A la longue, quelque soient les garanties démocratiques, ceux qui
aiment le pouvoir détiennent le pouvoir. Les soi-disant garanties
démocratiques permettent toute usurpation (Napoléon,
Staline). Le pouvoir doit toujours rester suspect. Ce qu'il faut c'est
un véritable contre-pouvoir. Même la meilleure volonté
d'un de nos "représentants" qui doit prendre une décision,
ne peut que bénéficier des réactions de ceux qui sont
concernés. Les postes de pouvoir aujourd'hui sont largement techniques
et tout technicien exerce un pouvoir qui peut nous concerner. A un pouvoir
qu'on ne pourra supprimer, il faut opposer un contre-pouvoir réel
des assemblées populaires, pouvoir d'opposition et de sabotage.
Il ne serait pas possible de constituer la République en démocratie
directe permanente, ce que Platon appelait la Théâtrocratie
où quelque habile démagogue peut faire condamner Socrate
à mort. Il ne faut pas abolir le droit mais le rendre plus juste,
droit d'existence effectif. Ces assemblées populaires peuvent se
rassembler librement pour s'opposer aux décisions administratives
et soumettre nos élus à un contrôle strict, en réalisant
un moment effectif de démocratie directe. Ce sont ces assemblées
fédérées qui devront imposer un dépassement
du capitalisme et non pas une prise du pouvoir par les armes qui reproduirait
les erreurs du passé. La réappropriation de notre vie
doit être imposée par nos actes décidés, elle
ne peut pas être décrêtée par un bureau central.

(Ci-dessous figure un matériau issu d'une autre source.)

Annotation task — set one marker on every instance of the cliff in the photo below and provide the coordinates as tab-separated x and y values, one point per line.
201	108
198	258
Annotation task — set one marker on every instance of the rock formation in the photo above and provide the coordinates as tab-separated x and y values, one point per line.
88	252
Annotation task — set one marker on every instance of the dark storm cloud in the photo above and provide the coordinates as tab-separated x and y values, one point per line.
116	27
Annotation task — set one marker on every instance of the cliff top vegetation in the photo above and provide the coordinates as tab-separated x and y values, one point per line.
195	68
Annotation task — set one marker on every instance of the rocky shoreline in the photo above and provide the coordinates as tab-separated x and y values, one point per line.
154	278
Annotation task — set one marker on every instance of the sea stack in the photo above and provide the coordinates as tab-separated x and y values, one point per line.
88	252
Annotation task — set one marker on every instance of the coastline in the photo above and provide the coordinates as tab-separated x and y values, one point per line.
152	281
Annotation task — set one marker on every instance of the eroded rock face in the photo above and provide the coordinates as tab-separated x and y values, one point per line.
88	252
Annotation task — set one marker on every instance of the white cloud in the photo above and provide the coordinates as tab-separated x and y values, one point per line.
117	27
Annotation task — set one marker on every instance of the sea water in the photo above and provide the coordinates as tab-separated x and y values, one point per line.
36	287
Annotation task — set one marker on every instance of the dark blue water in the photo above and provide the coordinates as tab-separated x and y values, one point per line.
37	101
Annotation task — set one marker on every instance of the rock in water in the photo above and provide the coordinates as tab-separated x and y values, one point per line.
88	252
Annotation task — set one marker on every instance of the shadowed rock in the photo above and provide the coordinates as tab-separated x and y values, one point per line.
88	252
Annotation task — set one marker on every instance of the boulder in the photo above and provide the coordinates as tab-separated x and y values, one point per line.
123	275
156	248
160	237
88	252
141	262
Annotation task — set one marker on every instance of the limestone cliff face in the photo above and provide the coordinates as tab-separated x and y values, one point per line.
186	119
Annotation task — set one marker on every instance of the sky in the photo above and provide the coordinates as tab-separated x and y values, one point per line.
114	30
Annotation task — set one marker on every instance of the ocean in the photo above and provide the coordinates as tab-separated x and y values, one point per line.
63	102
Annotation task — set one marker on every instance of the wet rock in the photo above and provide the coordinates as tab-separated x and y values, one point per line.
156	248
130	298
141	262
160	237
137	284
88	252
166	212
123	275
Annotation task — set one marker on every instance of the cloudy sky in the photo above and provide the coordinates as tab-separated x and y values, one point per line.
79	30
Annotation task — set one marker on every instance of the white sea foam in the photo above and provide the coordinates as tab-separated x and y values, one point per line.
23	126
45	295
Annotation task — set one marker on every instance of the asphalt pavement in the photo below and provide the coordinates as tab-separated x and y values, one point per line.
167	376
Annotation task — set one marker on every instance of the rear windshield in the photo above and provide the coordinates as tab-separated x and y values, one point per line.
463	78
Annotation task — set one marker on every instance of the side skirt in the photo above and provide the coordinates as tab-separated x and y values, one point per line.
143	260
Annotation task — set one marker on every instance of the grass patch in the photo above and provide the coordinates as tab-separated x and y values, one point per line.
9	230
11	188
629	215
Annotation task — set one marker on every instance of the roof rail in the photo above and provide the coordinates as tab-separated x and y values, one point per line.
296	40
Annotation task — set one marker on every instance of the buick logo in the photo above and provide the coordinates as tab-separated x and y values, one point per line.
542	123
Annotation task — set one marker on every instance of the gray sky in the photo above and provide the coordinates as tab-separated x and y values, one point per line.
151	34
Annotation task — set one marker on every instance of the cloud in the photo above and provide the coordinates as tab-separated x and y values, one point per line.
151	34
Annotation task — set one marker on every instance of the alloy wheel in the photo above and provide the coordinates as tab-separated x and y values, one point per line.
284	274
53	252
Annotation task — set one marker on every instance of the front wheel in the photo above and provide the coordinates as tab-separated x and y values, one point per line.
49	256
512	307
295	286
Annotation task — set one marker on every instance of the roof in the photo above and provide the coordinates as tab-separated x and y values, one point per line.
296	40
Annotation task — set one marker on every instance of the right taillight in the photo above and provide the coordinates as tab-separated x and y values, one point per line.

Si nous ne nous manifestons pas comme vivants, nous ne serons toujours
que des chiffres, même avec un droit de vote et de sondage.
Tout ceci, que j'ai effectivement dit, me semble bien insuffisant, de
même que les Zones Autonomes Temporaires (TAZ), si elles permettent
une radicalité immédiate, une réappropriation effective
de la vie quotidienne (invitations dans les cantines, récupération
dans les supermarchés, squatts divers), ne suffisent
pourtant pas à mettre en cause le système. Toute tentative
de transformer concrètement ce système semble tomber dans
le réformisme sauf si la base productive est réellement changée,
c'est bien le véritable enjeu. Il faut que la critique collective
libère l'avenir qui sommeille encore, et nous soulève.